The Mammals are more easily to be separated from the Vertebrates lying lower in the series than any of the latter are from each other in ascending order. A large number of characters might be used in addition to those which will be made use of in the following brief catalogue of essential mammalian features, were it not for the low-placed Monotremata on the one hand and the highly specialised Whales on the other. Including those forms, the Mammalia are to be distinguished from all other Vertebrates by the following series of structural features, which will be expanded later into a short disquisition upon the general structure of the Mammalia. The class Mammalia may, in fact, be thus defined:—

Hair-clad Vertebrates, with cutaneous glands in the female, secreting milk for the nourishment of the young. Skull without prefrontal, postfrontal, quadrato-jugal, and some other bones, and with two occipital condyles formed entirely by the exoccipitals. Lower jaw composed of dentary bone only, articulating only with the squamosal. Ear bones a chain of three or four separate bonelets. Cervical vertebrae sharply distinguished from the dorsals, and if with free ribs, showing no transition between these and the thoracic ribs. Brain with four optic lobes. Lungs and heart separated from abdominal cavity by a muscular diaphragm. Heart with a single left aortic arch. Red blood-corpuscles non-nucleate.

The following characters are also very nearly universal, and in any case absolutely distinctive:—Cervical vertebrae, seven; vertebrae with epiphyses. Ankle-joint "cruro-tarsal," i.e. between the leg and the ankle, and not in the middle of the ankle.[1] Attachment of the pelvis to the vertebral column pre-acetabular in position.

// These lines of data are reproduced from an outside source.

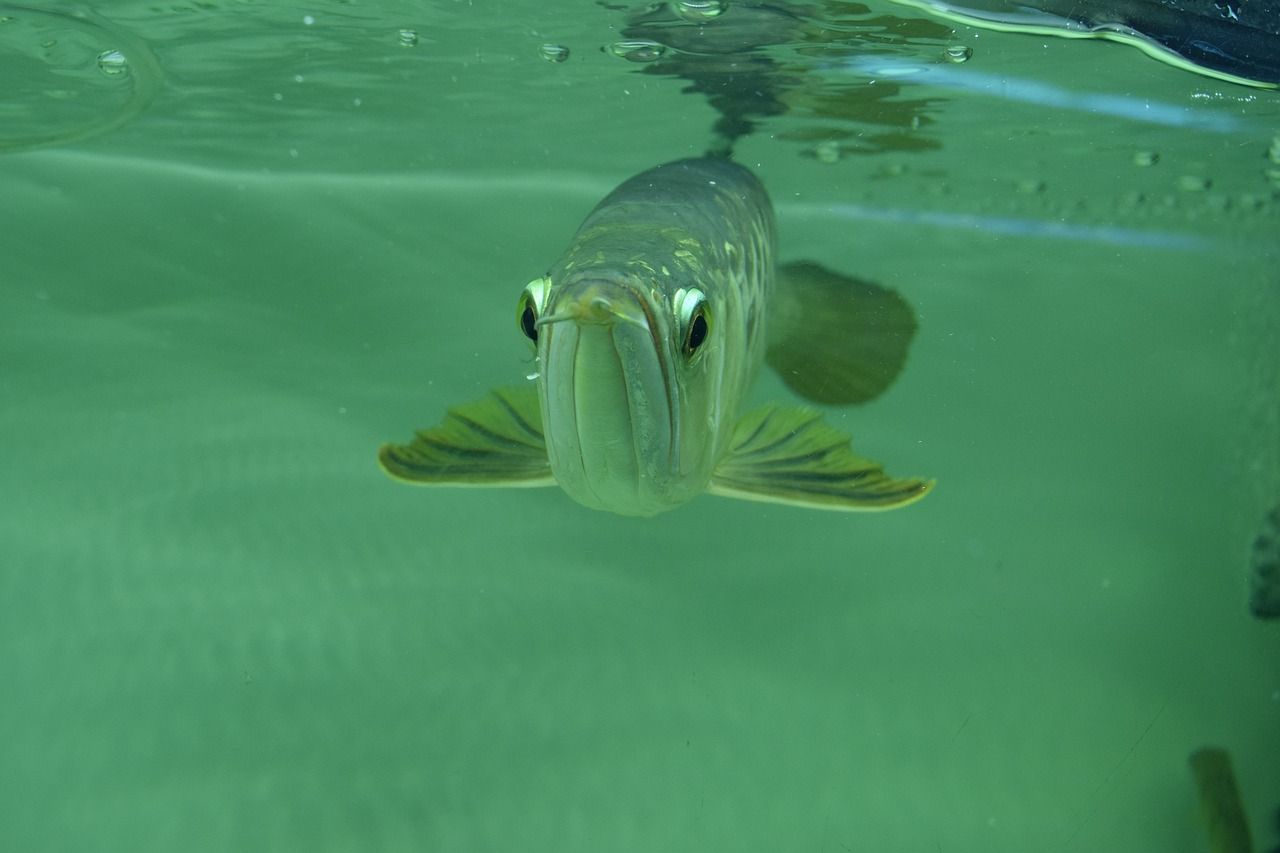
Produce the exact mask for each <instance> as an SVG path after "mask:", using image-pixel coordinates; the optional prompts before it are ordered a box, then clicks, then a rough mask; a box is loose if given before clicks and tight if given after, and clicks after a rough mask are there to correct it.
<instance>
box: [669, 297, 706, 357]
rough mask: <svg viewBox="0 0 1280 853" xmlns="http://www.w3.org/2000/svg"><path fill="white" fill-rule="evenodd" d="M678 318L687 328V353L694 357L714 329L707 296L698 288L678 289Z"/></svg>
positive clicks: (686, 354)
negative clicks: (707, 299) (695, 354)
mask: <svg viewBox="0 0 1280 853" xmlns="http://www.w3.org/2000/svg"><path fill="white" fill-rule="evenodd" d="M676 319H677V320H678V321H680V328H681V329H684V330H685V355H686V356H690V357H692V356H694V353H696V352H698V350H699V348H700V347H701V346H703V345H704V343H705V342H707V336H708V334H710V330H712V327H710V321H712V318H710V310H709V307H708V305H707V296H705V295H704V293H703V292H701V291H698V289H687V291H686V289H681V291H677V292H676Z"/></svg>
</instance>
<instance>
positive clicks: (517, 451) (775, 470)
mask: <svg viewBox="0 0 1280 853" xmlns="http://www.w3.org/2000/svg"><path fill="white" fill-rule="evenodd" d="M776 251H777V250H776V225H774V214H773V206H772V204H771V201H769V196H768V193H767V192H765V190H764V186H763V184H762V183H760V181H759V179H758V178H756V177H755V175H754V174H753V173H751V172H750V170H749V169H746V168H745V167H742V165H739V164H736V163H733V161H732V160H730V159H726V158H714V156H707V158H695V159H686V160H677V161H673V163H667V164H663V165H659V167H655V168H652V169H648V170H645V172H641V173H640V174H636V175H635V177H632V178H630V179H627V181H625V182H623V183H622V184H620V186H618V187H617V188H616V190H613V192H611V193H609V195H608V196H605V197H604V200H602V201H600V202H599V204H598V205H596V206H595V209H594V210H593V211H591V213H590V214H589V215H588V216H586V219H585V220H584V222H582V224H581V227H580V228H579V229H577V233H576V234H575V236H573V240H572V241H571V243H570V246H568V248H567V250H566V251H564V252H563V255H561V257H559V259H558V260H557V261H556V263H554V264H553V265H552V266H550V268H549V269H548V272H547V273H545V274H544V275H540V277H538V278H535V279H532V280H531V282H530V283H529V284H527V286H526V287H525V288H524V289H522V292H521V293H520V298H518V302H517V307H516V327H517V328H518V330H520V333H522V334H524V336H525V337H526V338H527V339H529V342H530V346H531V347H532V352H534V359H535V366H536V370H535V373H536V377H535V378H532V379H531V380H530V382H526V383H525V384H520V386H511V387H500V388H497V389H494V391H493V392H492V393H490V394H488V396H486V397H483V398H480V400H476V401H472V402H468V403H463V405H460V406H456V407H453V409H451V410H448V411H447V414H445V416H444V419H443V420H442V421H440V424H439V425H436V427H433V428H428V429H422V430H419V432H417V433H416V434H415V437H413V439H412V441H411V442H408V443H402V444H397V443H388V444H384V446H383V447H381V448H380V450H379V453H378V459H379V462H380V465H381V467H383V470H384V471H385V473H387V474H389V475H390V476H392V478H394V479H397V480H403V482H408V483H415V484H429V485H494V487H544V485H557V484H558V485H559V487H561V489H563V491H564V492H566V493H567V494H568V496H570V497H571V498H573V500H575V501H577V502H579V503H581V505H584V506H586V507H590V508H595V510H603V511H608V512H614V514H618V515H626V516H641V517H644V516H654V515H658V514H660V512H666V511H669V510H675V508H677V507H680V506H684V505H685V503H687V502H689V501H691V500H692V498H695V497H698V496H700V494H703V493H712V494H719V496H727V497H733V498H742V500H753V501H771V502H778V503H787V505H797V506H803V507H812V508H826V510H886V508H892V507H900V506H905V505H909V503H913V502H915V501H918V500H920V498H923V497H924V496H925V494H927V493H928V492H929V491H931V489H932V488H933V480H928V479H920V478H908V479H895V478H891V476H888V475H887V474H886V473H884V470H883V467H882V466H881V465H879V464H878V462H874V461H870V460H867V459H863V457H860V456H858V455H856V453H854V451H852V448H851V446H850V439H849V437H847V435H846V434H844V433H842V432H840V430H838V429H836V428H833V427H831V425H829V424H828V423H827V421H826V419H824V418H823V415H822V414H820V412H819V411H817V410H814V409H812V407H808V406H788V405H783V403H781V402H780V403H772V405H767V406H764V407H759V409H751V410H746V411H744V409H745V403H746V401H748V394H749V391H750V388H751V386H753V382H754V379H755V377H756V374H758V371H759V369H760V366H762V364H765V362H767V364H768V365H769V366H771V368H773V369H774V370H776V371H777V373H778V374H780V375H781V377H782V379H783V382H785V383H786V384H787V387H790V388H791V389H792V391H794V392H796V393H799V394H800V396H801V397H805V398H806V400H808V401H810V402H818V403H827V405H847V403H856V402H865V401H868V400H872V398H874V397H877V396H879V394H881V393H882V392H883V391H884V389H886V388H888V387H890V386H891V384H892V382H893V380H895V378H896V377H897V374H899V373H900V370H901V369H902V366H904V362H905V360H906V352H908V348H909V345H910V341H911V338H913V336H914V333H915V329H916V323H915V315H914V311H913V310H911V307H910V306H909V305H908V304H906V301H905V300H904V298H902V297H901V296H899V295H897V293H896V292H895V291H892V289H888V288H884V287H881V286H878V284H874V283H872V282H864V280H860V279H854V278H849V277H844V275H840V274H837V273H833V272H831V270H828V269H826V268H823V266H820V265H819V264H815V263H812V261H799V263H792V264H785V265H777V264H776V260H774V259H776Z"/></svg>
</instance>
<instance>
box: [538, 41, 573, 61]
mask: <svg viewBox="0 0 1280 853" xmlns="http://www.w3.org/2000/svg"><path fill="white" fill-rule="evenodd" d="M538 55H539V56H541V58H543V59H545V60H547V61H549V63H562V61H564V60H566V59H568V47H566V46H564V45H550V44H548V45H541V46H540V47H539V49H538Z"/></svg>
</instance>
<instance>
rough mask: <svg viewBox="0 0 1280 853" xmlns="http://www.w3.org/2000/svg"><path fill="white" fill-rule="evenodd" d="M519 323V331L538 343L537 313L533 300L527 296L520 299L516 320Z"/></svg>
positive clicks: (537, 322)
mask: <svg viewBox="0 0 1280 853" xmlns="http://www.w3.org/2000/svg"><path fill="white" fill-rule="evenodd" d="M516 321H517V323H520V330H521V332H524V333H525V337H526V338H529V339H530V341H532V342H534V343H538V327H536V325H535V324H536V323H538V311H536V310H534V300H531V298H530V297H529V295H527V293H526V295H524V296H522V297H520V316H518V318H517V319H516Z"/></svg>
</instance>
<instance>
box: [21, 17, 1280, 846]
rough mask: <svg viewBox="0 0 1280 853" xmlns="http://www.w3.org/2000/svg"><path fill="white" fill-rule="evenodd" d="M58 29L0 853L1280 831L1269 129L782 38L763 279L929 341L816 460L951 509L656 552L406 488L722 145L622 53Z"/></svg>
mask: <svg viewBox="0 0 1280 853" xmlns="http://www.w3.org/2000/svg"><path fill="white" fill-rule="evenodd" d="M508 6H509V8H508ZM78 9H79V6H74V5H70V4H68V5H67V6H64V8H63V12H64V13H67V14H64V15H58V14H54V12H55V5H54V4H50V5H47V6H45V5H42V6H41V10H40V12H32V10H27V9H22V8H18V6H8V5H5V6H0V15H5V17H8V18H10V20H8V22H5V23H0V56H3V59H0V61H3V63H4V69H5V78H6V81H10V83H8V85H9V86H10V95H9V97H8V100H5V99H0V149H9V152H8V154H5V155H4V156H3V158H0V199H3V204H0V400H3V406H0V439H3V441H0V448H3V450H0V484H3V489H4V492H3V501H4V510H3V512H0V684H3V685H4V698H3V699H0V731H3V733H4V739H3V745H0V780H3V784H0V849H5V850H15V852H18V850H22V852H27V850H29V852H44V850H49V852H55V850H56V852H63V850H69V852H82V850H84V852H90V850H131V852H133V850H179V849H182V850H308V852H311V850H339V852H346V850H462V852H470V850H527V852H536V850H557V852H570V850H591V852H600V850H645V852H648V850H771V852H772V850H787V852H790V850H876V852H877V853H879V852H896V850H902V852H909V850H923V852H933V850H960V852H968V850H974V852H987V853H989V852H1004V850H1009V852H1025V850H1091V852H1111V850H1115V852H1133V850H1160V852H1165V853H1167V852H1185V853H1193V852H1198V850H1204V849H1207V847H1206V840H1204V830H1203V825H1202V822H1201V820H1199V816H1198V813H1197V798H1196V792H1194V788H1193V785H1192V780H1190V775H1189V771H1188V767H1187V757H1188V754H1189V753H1190V752H1192V751H1193V749H1196V748H1198V747H1202V745H1206V744H1215V745H1220V747H1224V748H1226V749H1229V751H1230V753H1231V757H1233V761H1234V763H1235V767H1236V772H1238V776H1239V783H1240V788H1242V790H1243V793H1244V798H1245V807H1247V808H1248V811H1249V815H1251V818H1252V827H1253V835H1254V841H1256V844H1257V845H1258V848H1260V849H1263V848H1266V847H1267V845H1272V844H1275V843H1276V841H1277V839H1276V829H1275V809H1276V806H1277V804H1280V774H1276V770H1275V768H1276V767H1277V766H1280V635H1277V629H1280V626H1277V624H1275V622H1270V624H1267V622H1262V621H1258V620H1256V619H1253V617H1252V616H1251V615H1249V612H1248V608H1247V606H1245V602H1247V590H1248V585H1247V584H1248V580H1247V566H1248V552H1249V543H1251V540H1252V537H1253V535H1254V533H1256V530H1257V528H1258V525H1260V523H1261V519H1262V517H1263V515H1265V512H1266V511H1267V508H1268V507H1270V506H1272V505H1274V503H1275V502H1276V500H1277V498H1280V428H1277V423H1280V401H1277V394H1276V388H1277V370H1280V345H1277V338H1276V334H1275V330H1276V328H1277V323H1280V273H1277V272H1276V269H1277V266H1276V264H1277V248H1280V246H1277V243H1280V241H1277V236H1280V199H1277V195H1276V193H1277V184H1276V183H1275V182H1274V179H1271V178H1270V177H1268V175H1267V169H1268V168H1272V167H1274V164H1272V163H1271V161H1270V160H1268V158H1267V150H1268V145H1271V138H1272V136H1274V134H1275V133H1277V132H1280V97H1277V95H1276V93H1275V92H1274V91H1265V90H1252V88H1245V87H1240V86H1235V85H1231V83H1222V82H1216V81H1211V79H1204V78H1199V77H1197V76H1193V74H1189V73H1187V72H1184V70H1179V69H1174V68H1170V67H1166V65H1162V64H1160V63H1157V61H1153V60H1152V59H1148V58H1146V56H1143V55H1140V54H1139V53H1138V51H1135V50H1132V49H1128V47H1124V46H1119V45H1106V44H1094V42H1074V41H1053V40H1048V38H1039V37H1029V36H1012V35H1000V33H993V32H979V31H974V29H968V28H964V27H959V28H956V29H955V31H954V32H952V31H950V29H948V28H947V27H945V26H940V24H933V26H934V27H941V29H940V32H941V33H942V35H941V36H937V35H936V33H934V32H933V29H929V28H924V36H922V37H920V38H916V40H911V41H909V42H904V45H900V50H899V49H896V50H897V53H896V54H895V56H896V58H897V59H902V60H908V61H918V63H936V60H937V58H938V55H940V51H941V50H943V49H945V47H946V46H947V45H968V46H970V47H973V50H974V55H973V58H972V59H970V60H969V63H966V64H964V65H957V67H955V68H954V69H955V70H956V72H957V73H959V72H960V70H964V72H965V73H969V72H970V69H972V70H973V72H982V73H983V74H992V76H1000V77H1001V78H1002V79H1034V81H1038V82H1041V83H1044V85H1051V86H1053V87H1057V88H1059V90H1061V91H1066V92H1069V93H1076V95H1116V96H1124V97H1125V99H1135V101H1137V102H1143V104H1156V105H1161V104H1164V105H1171V106H1172V108H1175V109H1178V110H1180V113H1181V114H1184V115H1192V117H1197V119H1196V120H1197V122H1199V123H1193V124H1192V126H1171V124H1161V123H1153V122H1151V120H1139V118H1134V117H1121V115H1110V114H1103V113H1098V111H1096V110H1087V109H1071V108H1064V106H1062V105H1061V104H1059V105H1047V104H1044V102H1041V101H1037V100H1036V99H1032V100H1012V99H1011V97H1007V93H1009V88H1007V87H1006V86H1001V87H997V88H995V90H992V88H987V90H982V88H980V87H978V88H974V87H973V86H972V85H970V86H969V87H968V88H963V87H959V86H960V83H956V82H955V81H954V79H941V81H933V82H924V83H920V85H918V86H913V85H909V83H893V85H895V86H900V87H901V88H900V90H893V91H892V92H890V93H888V95H887V96H884V97H881V96H878V95H877V92H879V91H883V90H874V88H873V87H874V86H884V85H887V83H886V82H884V81H878V82H876V83H872V82H869V81H870V79H872V78H873V77H874V74H873V73H870V72H869V70H867V69H864V70H863V72H856V73H854V72H851V70H849V68H847V67H846V65H841V64H838V63H829V61H827V59H824V56H826V55H824V54H823V53H822V51H818V53H817V54H815V53H814V51H808V53H806V50H805V49H804V45H782V46H776V47H773V49H771V50H773V51H774V54H773V55H776V56H777V58H778V59H780V61H783V63H786V64H787V69H788V73H794V74H799V79H801V81H804V82H803V85H801V86H800V90H801V91H803V92H804V95H805V96H804V97H799V96H797V97H796V100H795V101H794V108H792V110H791V111H790V113H788V114H786V115H778V117H774V118H771V119H767V120H763V122H762V123H760V127H759V128H758V129H756V132H755V133H754V134H753V136H750V137H749V138H746V140H744V141H742V142H741V143H740V146H739V151H737V154H739V159H740V161H742V163H745V164H748V165H749V167H751V168H753V169H754V170H755V172H756V173H758V174H759V175H760V177H762V179H763V181H764V182H765V184H767V186H768V187H769V190H771V192H772V195H773V199H774V202H776V206H777V209H778V218H780V232H781V250H782V255H783V256H785V257H792V259H794V257H808V259H813V260H818V261H820V263H823V264H827V265H829V266H832V268H835V269H841V270H846V272H849V273H856V274H859V275H865V277H868V278H872V279H876V280H879V282H882V283H884V284H887V286H891V287H895V288H896V289H899V291H900V292H901V293H902V295H904V296H905V297H906V298H908V300H909V301H910V302H911V304H913V305H914V306H915V309H916V313H918V315H919V325H920V330H919V334H918V338H916V342H915V346H914V348H913V352H911V356H910V360H909V364H908V368H906V371H905V374H904V375H902V378H901V379H900V380H899V382H897V384H896V386H895V387H893V388H892V389H891V392H890V393H888V394H887V396H884V397H883V398H882V400H879V401H876V402H874V403H872V405H869V406H865V407H861V409H856V410H850V411H844V410H835V411H833V412H832V414H831V420H832V421H833V423H835V424H837V425H840V427H841V428H844V429H847V430H850V432H851V433H852V434H854V435H855V441H856V446H858V447H859V448H860V450H865V451H867V452H868V453H869V455H873V456H876V457H877V459H881V460H884V461H886V462H888V464H891V467H892V470H893V471H895V473H900V474H904V475H910V474H920V475H929V476H936V478H937V479H938V487H937V489H936V492H934V493H933V494H931V496H929V497H928V498H927V500H925V501H924V502H922V503H919V505H916V506H913V507H909V508H906V510H902V511H899V512H890V514H870V515H854V516H850V515H840V514H819V512H805V511H800V510H794V508H788V507H781V506H771V505H764V503H739V502H732V501H724V500H718V498H712V497H704V498H699V500H696V501H694V502H692V503H690V505H689V506H686V507H684V508H682V510H681V511H677V512H672V514H668V515H664V516H659V517H657V519H649V520H632V519H622V517H613V516H608V515H603V514H598V512H593V511H589V510H585V508H581V507H579V506H576V505H575V503H572V502H571V501H570V500H568V498H567V497H564V496H563V494H562V493H559V492H558V491H548V489H515V491H448V489H442V491H430V489H415V488H410V487H406V485H402V484H397V483H393V482H390V480H389V479H387V478H385V476H384V475H383V474H381V473H380V471H379V470H378V467H376V464H375V452H376V448H378V446H379V444H380V443H381V442H384V441H389V439H397V441H403V439H406V438H407V437H408V435H410V433H411V430H412V429H413V428H415V427H424V425H428V424H430V423H434V421H435V420H436V419H438V418H439V416H440V415H442V412H443V411H444V409H445V407H447V406H448V405H452V403H454V402H460V401H463V400H470V398H474V397H476V396H479V394H481V393H484V391H485V389H486V388H489V387H492V386H495V384H509V383H512V382H517V380H518V379H520V378H521V377H522V375H525V374H527V373H529V371H530V370H531V365H530V362H529V355H527V348H526V347H525V346H524V343H522V339H521V338H520V334H518V332H517V330H516V328H515V323H513V313H515V305H516V298H517V296H518V293H520V289H521V287H522V286H524V284H525V282H527V280H529V279H530V278H532V277H535V275H539V274H541V273H543V272H544V270H545V268H547V265H548V264H550V263H552V261H553V260H554V257H556V256H557V254H558V252H559V251H561V250H562V248H563V247H564V245H566V242H567V241H568V238H570V237H571V234H572V232H573V228H575V227H576V225H577V223H579V222H580V219H581V218H582V216H584V215H585V214H586V211H588V210H589V209H590V206H591V205H593V204H594V202H595V201H596V200H598V199H599V197H600V196H602V195H603V193H605V192H607V191H608V190H609V188H611V187H613V186H614V184H617V183H618V182H621V181H622V179H625V178H626V177H628V175H630V174H634V173H636V172H639V170H641V169H644V168H648V167H652V165H655V164H658V163H662V161H664V160H671V159H676V158H681V156H690V155H695V154H698V152H700V151H701V150H703V149H704V147H705V145H707V143H708V128H709V127H710V123H712V122H713V119H714V113H713V110H712V109H710V108H709V106H708V105H707V102H705V101H704V100H703V99H701V97H699V96H696V95H687V93H681V88H682V87H684V86H685V82H682V81H680V79H675V78H669V77H662V76H655V74H646V73H644V65H643V64H635V63H628V61H626V60H622V59H618V58H616V56H612V55H609V54H605V53H602V51H600V50H599V49H600V47H602V46H603V45H608V44H611V42H612V41H614V40H617V38H618V37H620V36H618V32H620V28H621V27H622V18H623V15H622V13H621V12H617V10H611V9H605V8H603V6H595V5H586V4H582V6H581V8H579V6H576V5H573V4H563V8H561V9H554V10H548V9H547V8H544V5H543V4H532V3H526V4H506V5H504V9H503V10H502V14H500V15H499V14H498V13H495V12H494V10H493V9H492V8H481V5H479V4H476V5H471V4H468V3H457V1H445V0H438V1H435V3H407V1H404V3H387V4H381V5H380V6H379V8H376V9H375V8H372V5H369V4H360V3H339V1H338V0H317V1H316V3H310V4H306V5H283V4H270V5H269V4H262V3H250V1H243V3H230V1H225V3H189V4H188V3H165V4H148V3H134V1H133V0H124V1H122V3H116V4H113V8H111V9H110V12H106V10H102V12H100V17H92V15H90V17H78V18H77V17H74V13H76V12H77V10H78ZM849 14H854V13H849ZM922 14H923V13H919V12H916V10H910V9H904V8H900V6H892V5H886V6H882V8H876V9H872V10H870V13H868V14H867V15H865V18H858V19H859V20H864V19H865V20H873V19H874V20H879V19H881V17H882V15H900V17H902V18H919V17H920V15H922ZM68 15H69V17H68ZM855 17H856V15H855ZM308 20H310V23H308ZM878 27H879V24H876V26H874V27H873V26H872V24H868V26H867V28H865V32H864V31H861V29H858V28H856V27H852V26H850V27H849V29H850V33H851V35H850V38H854V40H855V41H856V38H860V37H863V36H864V35H865V33H878V32H881V29H879V28H878ZM402 29H412V31H415V32H416V41H415V40H413V38H410V37H408V36H406V35H402V33H401V31H402ZM887 32H892V28H891V27H890V28H888V29H887ZM49 41H52V42H55V44H54V45H52V46H50V45H46V44H45V42H49ZM544 42H557V44H563V45H566V46H568V47H570V50H571V55H570V59H568V60H567V61H564V63H559V64H556V63H550V61H547V60H545V59H543V58H541V56H540V55H539V51H538V47H539V45H541V44H544ZM122 45H123V46H122ZM110 49H118V50H122V51H123V53H124V54H125V55H127V56H128V58H129V70H128V72H127V73H124V74H118V76H106V74H104V72H102V70H100V69H99V67H97V60H96V58H97V55H99V54H100V53H101V51H105V50H110ZM827 58H828V59H829V56H827ZM842 61H844V60H842ZM806 63H808V64H806ZM943 67H945V68H951V67H948V65H943ZM969 79H970V82H972V79H974V78H969ZM14 81H17V82H14ZM859 99H861V100H859ZM851 102H856V104H860V105H861V106H860V108H858V109H852V108H847V106H844V105H847V104H851ZM1126 102H1128V101H1126ZM823 105H824V106H823ZM833 105H836V106H833ZM1144 109H1146V108H1144ZM911 117H919V119H923V120H915V122H913V120H911ZM1202 119H1203V120H1202ZM1212 122H1219V124H1213V123H1212ZM886 128H888V129H886ZM886 134H887V136H886ZM867 140H873V141H874V142H872V143H865V145H864V142H865V141H867ZM824 143H826V146H824ZM1151 154H1155V155H1156V158H1155V159H1156V163H1155V164H1152V165H1140V163H1146V161H1147V160H1149V159H1152V158H1151V156H1149V155H1151ZM832 155H835V156H832ZM758 397H759V400H771V398H782V400H790V398H788V397H787V392H786V391H785V389H783V388H782V386H781V383H780V382H778V380H777V379H776V378H774V377H772V375H764V377H762V379H760V382H759V384H758Z"/></svg>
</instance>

The Mammalia since they are hot-blooded creatures are more independent of temperature than reptiles; they are thus found spread over a wider area of the earth's surface. As however, though hot-blooded, they have not the powers of locomotion possessed by birds, they are not quite so widely distributed as are those animals. The Mammalia range up into the extreme north, but, excepting only forms mainly aquatic, such as the Sea Lions, are not known to occur on the Antarctic continent. With the exception of the flying Bats, indigenous mammals are totally absent from New Zealand; and it seems to be doubtful whether those supposed oceanic islands which have a mammalian fauna are really oceanic in origin. The continents and oceans are peopled by rather over three thousand species of Mammalia, a number which is considerably less than that of either birds or reptiles. It seems clear that, so far at any rate as concerns the numbers of families and genera, the mammalian fauna of to-day is less varied than it was during the Mid-tertiary period, the heyday of mammalian life. It is rather remarkable to contrast in this way the mammals and the birds. The two classes of the animal kingdom seem to have come into being at about the same period; but the birds either have reached their culminating point to-day, or have not yet reached it. The Mammalia, on the other hand, multiplied to an extraordinary extent during the Eocene and the Miocene periods, and have since dwindled. The break is most marked at the close of the Pleistocene, and may be in part due to the direct influence of man. At present man exercises so enormous an effect, both directly and indirectly, that the future history of the Mammalia is probably foreshadowed by the instances of the White Rhinoceros and the Quagga. On the other hand, the economic usefulness of the Mammalia is greater than that of any other animals; and the next most important era in their history will be probably that of domesticity and "preservation."